Consider the dependency pair problem (P, R), where P consists of

p1: g#(x,s(y)) -> g#(f(x,y),|0|())
p2: g#(s(x),y) -> g#(f(x,y),|0|())
p3: g#(f(x,y),|0|()) -> g#(x,|0|())
p4: g#(f(x,y),|0|()) -> g#(y,|0|())

and R consists of:

r1: g(|0|(),f(x,x)) -> x
r2: g(x,s(y)) -> g(f(x,y),|0|())
r3: g(s(x),y) -> g(f(x,y),|0|())
r4: g(f(x,y),|0|()) -> f(g(x,|0|()),g(y,|0|()))

The estimated dependency graph contains the following SCCs:

  {p2, p3, p4}


-- Reduction pair.

Consider the dependency pair problem (P, R), where P consists of

p1: g#(f(x,y),|0|()) -> g#(x,|0|())
p2: g#(f(x,y),|0|()) -> g#(y,|0|())
p3: g#(s(x),y) -> g#(f(x,y),|0|())

and R consists of:

r1: g(|0|(),f(x,x)) -> x
r2: g(x,s(y)) -> g(f(x,y),|0|())
r3: g(s(x),y) -> g(f(x,y),|0|())
r4: g(f(x,y),|0|()) -> f(g(x,|0|()),g(y,|0|()))
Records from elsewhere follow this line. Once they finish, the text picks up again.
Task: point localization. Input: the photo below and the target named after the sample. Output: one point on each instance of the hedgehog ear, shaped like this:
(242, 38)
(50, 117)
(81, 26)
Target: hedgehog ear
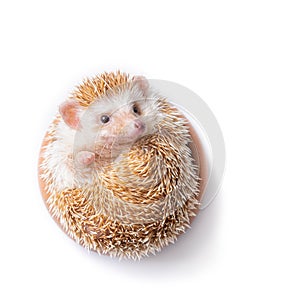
(70, 111)
(142, 83)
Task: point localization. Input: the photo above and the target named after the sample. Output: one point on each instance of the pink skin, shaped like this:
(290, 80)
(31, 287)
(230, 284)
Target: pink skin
(131, 129)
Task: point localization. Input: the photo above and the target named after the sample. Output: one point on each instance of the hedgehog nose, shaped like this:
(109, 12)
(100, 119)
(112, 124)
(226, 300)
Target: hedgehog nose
(139, 124)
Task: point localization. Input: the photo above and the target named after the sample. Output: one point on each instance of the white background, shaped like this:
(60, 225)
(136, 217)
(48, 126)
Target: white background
(243, 59)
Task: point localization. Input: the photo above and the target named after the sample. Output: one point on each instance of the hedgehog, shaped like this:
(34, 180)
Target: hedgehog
(118, 169)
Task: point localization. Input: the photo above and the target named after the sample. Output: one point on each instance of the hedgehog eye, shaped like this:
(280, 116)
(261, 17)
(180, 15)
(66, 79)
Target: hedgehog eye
(136, 109)
(104, 119)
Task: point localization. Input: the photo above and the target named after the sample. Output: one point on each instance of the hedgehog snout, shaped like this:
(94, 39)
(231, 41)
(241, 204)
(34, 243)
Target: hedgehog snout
(139, 125)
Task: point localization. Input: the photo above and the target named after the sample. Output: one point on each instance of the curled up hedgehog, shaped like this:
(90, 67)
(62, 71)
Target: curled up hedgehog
(119, 167)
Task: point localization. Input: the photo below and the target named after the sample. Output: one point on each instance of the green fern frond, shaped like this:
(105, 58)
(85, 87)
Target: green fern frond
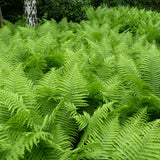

The set of usable rules consists of

  (no rules)

Take the reduction pair:

  lexicographic combination of reduction pairs:
  
    1. matrix interpretations:
    
      carrier: N^2
      order: standard order
      interpretations:
        g#_A(x1,x2) = ((0,1),(1,0)) x1 + ((0,1),(1,0)) x2
        f_A(x1,x2) = ((1,1),(1,1)) x1 + x2 + (1,1)
        |0|_A() = (1,1)
        s_A(x1) = ((1,1),(1,1)) x1 + (2,3)
    
    2. matrix interpretations:
    
      carrier: N^2
      order: standard order
      interpretations:
        g#_A(x1,x2) = (0,0)
        f_A(x1,x2) = (1,1)
        |0|_A() = (1,1)
        s_A(x1) = (1,1)
    

The next rules are strictly ordered:

  p1, p2, p3

We remove them from the problem.  Then no dependency pair remains.